In this respect, the KMT has also called for investigations into the Tsai administration’s efforts to ramp up mask production during the COVID-19 pandemic – during which it was found that some suppliers attempted to pass off Chinese-manufactured masks as Taiwanese products – as well as the development of Taiwan’s domestically-produced vaccine, Medigen. The KMT maintains that this only occurred because the Tsai administration had illicit ties to Medigen, while the government says its support for Medigen was a response to vaccine shortages faced by Taiwan and the world at the time.
The DPP called for a constitutional interpretation of the recent laws increasing legislative powers. The DPP argues that the laws violate the balance of powers between the executive, judiciary, and legislature, in that the laws would grant to the legislature powers normally reserved for the judiciary. Indeed, apart from also calling for the legislature to have influence over the NCC based on proportional representation, the KMT has also called for the reinstatement of the Special Investigation Division – used during past presidential administrations to investigate political corruption – which would be put under the control of the legislature rather than the Ministry of Justice.
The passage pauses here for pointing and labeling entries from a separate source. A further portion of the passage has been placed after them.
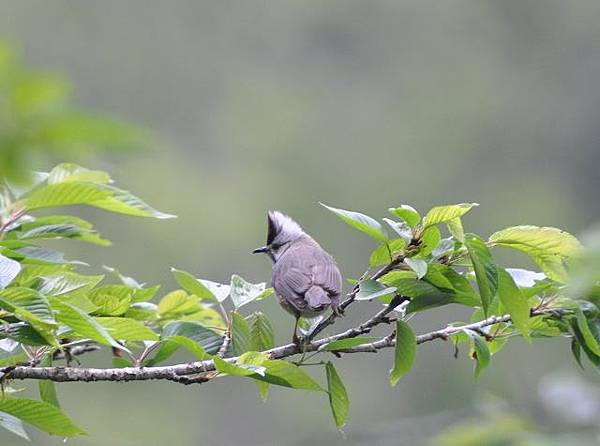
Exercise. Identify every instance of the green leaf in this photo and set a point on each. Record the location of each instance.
(386, 251)
(359, 221)
(343, 344)
(406, 213)
(192, 285)
(126, 329)
(40, 414)
(240, 334)
(549, 247)
(338, 397)
(207, 338)
(419, 266)
(278, 372)
(101, 196)
(402, 229)
(9, 269)
(404, 353)
(14, 425)
(486, 271)
(69, 172)
(481, 353)
(261, 332)
(83, 325)
(444, 214)
(46, 387)
(243, 292)
(370, 289)
(515, 303)
(177, 302)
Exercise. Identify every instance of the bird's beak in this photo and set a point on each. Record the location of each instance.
(260, 250)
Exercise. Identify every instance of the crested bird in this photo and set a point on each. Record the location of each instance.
(306, 278)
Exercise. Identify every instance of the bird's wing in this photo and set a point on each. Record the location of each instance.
(327, 275)
(291, 284)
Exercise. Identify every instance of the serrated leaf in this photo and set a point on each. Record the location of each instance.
(240, 334)
(9, 269)
(369, 289)
(14, 425)
(338, 397)
(261, 332)
(384, 253)
(126, 329)
(444, 214)
(40, 414)
(359, 221)
(405, 351)
(515, 303)
(419, 266)
(83, 325)
(486, 271)
(243, 292)
(406, 213)
(101, 196)
(192, 285)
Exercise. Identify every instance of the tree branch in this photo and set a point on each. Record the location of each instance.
(205, 370)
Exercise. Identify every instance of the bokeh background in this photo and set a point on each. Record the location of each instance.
(260, 105)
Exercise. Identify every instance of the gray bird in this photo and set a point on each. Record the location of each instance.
(306, 278)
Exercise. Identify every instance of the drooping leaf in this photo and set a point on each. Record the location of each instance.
(359, 221)
(486, 271)
(40, 414)
(243, 292)
(515, 303)
(338, 397)
(101, 196)
(404, 353)
(406, 213)
(444, 214)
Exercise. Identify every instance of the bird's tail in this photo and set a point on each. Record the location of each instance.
(317, 298)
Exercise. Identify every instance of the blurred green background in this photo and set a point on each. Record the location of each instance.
(363, 105)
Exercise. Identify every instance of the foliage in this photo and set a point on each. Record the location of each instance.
(38, 122)
(50, 310)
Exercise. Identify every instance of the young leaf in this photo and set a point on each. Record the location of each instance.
(83, 325)
(419, 266)
(406, 213)
(404, 353)
(240, 334)
(486, 271)
(261, 332)
(338, 397)
(369, 289)
(192, 285)
(443, 214)
(243, 292)
(40, 414)
(359, 221)
(515, 303)
(481, 353)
An injunction against the expanded legislative powers was granted on July 19, while further arguments are to be held. It is probable that the KMT will cry foul over the injunction, meaning that controversy over the new powers will continue.
With the Constitutional Court set to make a ruling on the constitutionality of the law, a legal proposal by KMT legislator Weng Hsiao-ling would potentially limit the Constitutional Court’s ability to make rulings. The proposal by Weng would set a limit for the number of justices required to be on the Constitutional Court to make majority rulings. Critics saw the proposal as a way to de facto freeze the Constitutional Court’s ability to make decisions. With the terms of seven justices set to expire in October, if the KMT refused to allow any new justices to be confirmed in the legislature, or if sitting justices recuse themselves, the new measure could have made it impossible to issue rulings.
While the case winds it way through the courts, the KMT seems intent on expanding legislative powers in other ways. Other legislation proposed by the KMT include efforts to roll back DPP legislation targeting assets of the KMT retained from property seizure during the authoritarian period and allowing for Chinese firms to place bids on public tenders for infrastructure in Taiwan’s outlying islands. The latter bill was criticized as aiming to expand Chinese influence over Taiwan’s outlying islands.